POMPEII, Italy: The Archaeological Park of Pompeii, Italy has announced that a well-preserved room, once inhabited by slaves, has been discovered in the ruins of the ancient Roman city.
The small undecorated room measured just 16-square meters and had three beds, a chamber pot, a wooden chest containing horse harnesses, and a single small window.
The Guardian reported that a chariot shaft was also found, indicating the slaves used the room as a workshop for repairs.
The “incredible preservation” of the room was verified by archeologists continuing to work at the site of the eruption of Mount Vesuvius in 79CE.
On Pompeii’s website, Gabriel Zuchtriegel, director-general of Pompeii’s archaeological park, lauded the findings, stating they are a “window into the precarious reality of people who seldom appear in historical sources.

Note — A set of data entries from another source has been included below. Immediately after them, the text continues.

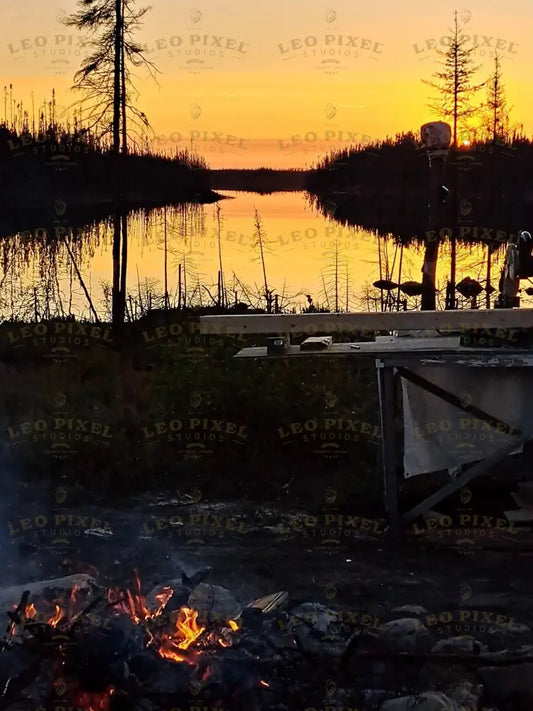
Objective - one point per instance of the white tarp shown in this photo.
(438, 435)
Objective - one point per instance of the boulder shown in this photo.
(214, 603)
(426, 701)
(406, 635)
(464, 644)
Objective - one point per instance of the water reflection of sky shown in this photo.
(303, 251)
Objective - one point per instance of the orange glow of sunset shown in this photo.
(277, 84)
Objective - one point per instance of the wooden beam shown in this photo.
(369, 322)
(389, 454)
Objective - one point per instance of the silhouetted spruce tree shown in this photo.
(455, 81)
(104, 80)
(497, 119)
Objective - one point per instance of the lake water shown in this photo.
(304, 254)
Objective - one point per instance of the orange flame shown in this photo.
(170, 639)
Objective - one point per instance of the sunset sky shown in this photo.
(277, 83)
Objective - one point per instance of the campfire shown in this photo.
(71, 645)
(91, 644)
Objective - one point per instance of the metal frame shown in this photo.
(388, 373)
(392, 360)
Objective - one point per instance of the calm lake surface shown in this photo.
(304, 254)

“The true treasure here is the human experience, in this case of the most vulnerable members of ancient society, to which this room is a unique testimony,” he added.
The Civita Giuliana villa, outside the Pompeii city walls, was first excavated in 2017 and several unique finds have been made, including a ceremonial chariot and a stable.
In November 2020, the team at the Archaeological Park of Pompeii created replica plaster casts of two people who died in the Vesuvius eruption, thought to be a master and slave, using their remains found in an underground chamber of a villa in Civita Giuliana.
The ruins of Pompeii were first discovered in the 16th century, with over 1,500 of the estimated 2,000 victims having now been found.